9月11日

9時25分にアパートを出て、千代田線で荒川を越す。小さなアパートの屋上に、キャッチボールする、おそらく親子が見える。緑色のネットも張り巡らされていて本格的だ。家を出てから30分後には、草加駅にたどり着く。草加という名前には、主に『クレヨンしんちゃん』を通して馴染みはあったけれど、一度もきたことはなかった。何線で行けるのかもわからず、きっとずいぶん遠いところにあるのだとばかり思っていたから、こんなに近いのかと驚く。駅で待ち合わせて、取材をする。その帰り道、F.Yさんと話していると、「橋本さんはコロナが明けるまでどれぐらいかかると思います?」と尋ねられる。10年くらいはこの感じが続くんじゃないですかねと答えて、そんなふうに思っていたのかと自分でも驚く。帰りの電車の中で、「橋本さんの写真は、橋本さんの文章にすごく近い気がします」とYさんに言われる。「まっすぐで、飾りがない」。そのことを考えながら、坂道を歩いて帰途につく。

 シャワーを浴びて、13時、知人の作る鯖缶とトマト缶のパスタで昼食。今日はにんにくが大量に使われていて、食べるのにも体力が要る。午後は舞台『c』に向けたドキュメントをある程度まで書き進めたあと、夕方からは数日前のインタビューのテープ起こしを始める。昼寝をしたあと、しばらく本を読んでいた知人は、17時半になるとTBSの『報道特集』にチャンネルを合わせる。岸田が単独インタビューに応じていて、またしても「手帳」をとっておきのアイテムのように取り出している。各局のインタビューでこれを示し、思ったことを率直に書いているから、中を見せるというのはご勘弁くださいと言っていたけれど、『報道特集』ではメモの一例を読み上げていた。その内容というのが「」というもので、おいおい、その程度のことも視察に出かけないとわからないのかと驚く。それに、前々から気になっていたのが手帳のサイズだ。ポケットサイズの、薄めの手帳だ。その手帳が30冊ぐらいあるのなら「すごいな、こつこつ国民の声に耳を傾けてきたのだな」と思うけれど、手帳ひとつというのは薄すぎるだろう。

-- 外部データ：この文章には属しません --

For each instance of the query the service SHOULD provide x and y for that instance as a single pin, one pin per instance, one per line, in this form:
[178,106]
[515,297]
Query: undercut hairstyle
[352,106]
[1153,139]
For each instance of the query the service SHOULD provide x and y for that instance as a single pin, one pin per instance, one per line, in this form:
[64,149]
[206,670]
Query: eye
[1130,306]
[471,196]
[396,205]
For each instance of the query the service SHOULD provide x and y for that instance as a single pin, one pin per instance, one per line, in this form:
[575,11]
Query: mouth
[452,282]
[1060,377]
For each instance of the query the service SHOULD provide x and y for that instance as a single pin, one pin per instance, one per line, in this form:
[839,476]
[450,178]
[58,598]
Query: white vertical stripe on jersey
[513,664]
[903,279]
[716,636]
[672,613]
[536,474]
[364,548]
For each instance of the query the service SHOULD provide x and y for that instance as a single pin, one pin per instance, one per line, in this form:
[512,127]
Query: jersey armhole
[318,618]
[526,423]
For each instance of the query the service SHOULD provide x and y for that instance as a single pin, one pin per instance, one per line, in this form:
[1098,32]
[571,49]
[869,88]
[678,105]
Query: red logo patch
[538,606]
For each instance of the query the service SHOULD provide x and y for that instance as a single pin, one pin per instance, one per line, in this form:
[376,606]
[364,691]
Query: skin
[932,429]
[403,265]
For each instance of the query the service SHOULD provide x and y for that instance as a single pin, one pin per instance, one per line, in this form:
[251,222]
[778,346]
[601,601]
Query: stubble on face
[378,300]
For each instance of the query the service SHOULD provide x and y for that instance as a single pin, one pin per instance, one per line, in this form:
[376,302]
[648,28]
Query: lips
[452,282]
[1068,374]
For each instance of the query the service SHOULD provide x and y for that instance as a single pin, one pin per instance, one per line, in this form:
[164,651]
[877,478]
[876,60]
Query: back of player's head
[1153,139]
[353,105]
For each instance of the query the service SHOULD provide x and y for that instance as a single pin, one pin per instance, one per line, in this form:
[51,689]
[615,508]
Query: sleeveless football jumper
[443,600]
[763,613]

 19時からは『ジョブチューン』で、マルハニチロの冷凍食品をプロの料理人が評価する企画をじっくり観る。イカの天ぷらを見て、懐かしくなる。上京して最初に住んだのは高田馬場駅の西側にあるアパートで、最寄りのスーパーは西友だった。そこでは定期的に冷凍食品4割引セールをやっていて、小さな冷凍庫に入る範囲で買い込んでいた。そのとき好きだったのがイカの天ぷらだったが、残念ながら「不合格」の判定をされていた。

 もうひとつ、よく買っていたピラフは、写真がすすめるランキングに入っていなくて、かわりにチャーハンが2位にランクインしている。ピラフのように、ある程度しっとりした仕上がりが前提になっているものならともかく、チャーハンを冷凍食品にするというのはどういうことなんだろうかと、真剣に見る。うまそうだななあ、一回食ってみたいなあと口をついて出る。まるで高級店のチャーハンみたいに見てしまっていることに自分で気づき、ひとりで笑う。